Au milieu de sa démarche artistique, Boltansky oppose les concepts de mémoire/oubli, de vie/mort, qui sont aussi des idées centrales de tout l’art du XXème siècle. Ses images parlent aux professionnels de l’art, bien sûr, mais aussi à un public plus vaste, parce qu’elle transmettent des messages universels et très humains. Parmi les œuvres dont je me souviens très bien dans cette exposition (« Ultime Notizie », 18 mars – 12 juin 2005) il y a une installation très simple dans une des salles du Pavillion, avec une ampoule qui pend au milieu d’un espace vide et nu. Elle clignote au rythme d’un battement de cœur qu’on entend très fort, comme si on se trouvait dans une cage thoracique. Il s’agit d’une œuvre (Cœur, 2005) très marquante et émouvante, qui résume le rapport que l’artiste entretient avec son corps et la vie qui le parcourt.

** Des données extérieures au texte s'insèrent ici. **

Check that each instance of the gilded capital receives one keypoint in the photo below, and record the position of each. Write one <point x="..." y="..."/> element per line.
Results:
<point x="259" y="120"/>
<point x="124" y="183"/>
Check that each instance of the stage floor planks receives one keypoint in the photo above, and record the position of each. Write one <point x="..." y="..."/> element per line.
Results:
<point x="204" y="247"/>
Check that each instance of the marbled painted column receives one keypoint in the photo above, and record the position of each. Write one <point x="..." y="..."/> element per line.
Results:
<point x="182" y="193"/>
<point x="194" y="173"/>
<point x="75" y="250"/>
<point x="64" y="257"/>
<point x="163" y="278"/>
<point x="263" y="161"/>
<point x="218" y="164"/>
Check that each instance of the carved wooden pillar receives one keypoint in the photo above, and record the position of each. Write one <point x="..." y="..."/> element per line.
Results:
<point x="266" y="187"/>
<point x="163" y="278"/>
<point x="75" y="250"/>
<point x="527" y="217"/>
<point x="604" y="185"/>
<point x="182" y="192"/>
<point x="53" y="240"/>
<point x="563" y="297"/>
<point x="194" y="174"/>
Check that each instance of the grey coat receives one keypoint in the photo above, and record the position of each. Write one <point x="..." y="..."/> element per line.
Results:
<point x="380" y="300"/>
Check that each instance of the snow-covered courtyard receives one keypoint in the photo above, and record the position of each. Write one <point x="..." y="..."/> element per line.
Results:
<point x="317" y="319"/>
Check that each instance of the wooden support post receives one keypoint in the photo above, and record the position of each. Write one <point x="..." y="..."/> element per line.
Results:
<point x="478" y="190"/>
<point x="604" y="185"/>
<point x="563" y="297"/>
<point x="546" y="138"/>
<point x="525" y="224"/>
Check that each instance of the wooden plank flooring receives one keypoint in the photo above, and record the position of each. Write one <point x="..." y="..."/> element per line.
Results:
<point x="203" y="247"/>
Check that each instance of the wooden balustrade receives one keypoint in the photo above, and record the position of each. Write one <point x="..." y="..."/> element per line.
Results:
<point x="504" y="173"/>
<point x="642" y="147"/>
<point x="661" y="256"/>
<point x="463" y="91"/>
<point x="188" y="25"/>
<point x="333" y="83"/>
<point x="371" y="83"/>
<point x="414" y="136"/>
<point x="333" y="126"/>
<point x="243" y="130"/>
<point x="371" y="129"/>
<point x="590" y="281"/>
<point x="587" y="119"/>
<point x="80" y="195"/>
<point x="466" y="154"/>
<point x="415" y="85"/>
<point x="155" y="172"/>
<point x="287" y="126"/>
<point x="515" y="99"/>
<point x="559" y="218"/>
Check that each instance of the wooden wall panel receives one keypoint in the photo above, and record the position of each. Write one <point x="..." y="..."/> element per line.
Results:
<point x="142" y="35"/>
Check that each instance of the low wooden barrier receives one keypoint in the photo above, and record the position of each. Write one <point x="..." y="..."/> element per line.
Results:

Christian Boltansky, Coeur, 2005, installation à la Maison Rouge (Paris)
Mais c’est une autre installation qui est
aujourd’hui à la une de cet article : 6
septembres (2005). Dans cette projection vidéo, l’artiste a recueilli
toutes les images transmises le 6 septembre des soixante dernières années par
les journaux télévisés et il les a montées dans une seule piste. Elles sont
projetées à une vitesse supérieure à la normale (2000 fois plus vite), de façon
à ce que le spectateur se retrouve face à une suite incompréhensible d’images,
sans qu’il puisse s’y concentrer. La sensation est plutôt angoissante. Mais il
peut utiliser une des télécommandes présentes dans la salle pour arrêter la
fuite des images avec une simple touche. Pourquoi le choix du 6 septembre ?
Parce qu’il s’agit du jour de l’anniversaire de Boltansky et donc la fuite des
images symbolise la fuite inexorable du temps que nous nous flattons de pouvoir
arrêter et donc contrôler avec une simple télécommande.
Oui, vous l’aurez compris, aujourd’hui c’est mon anniversaire!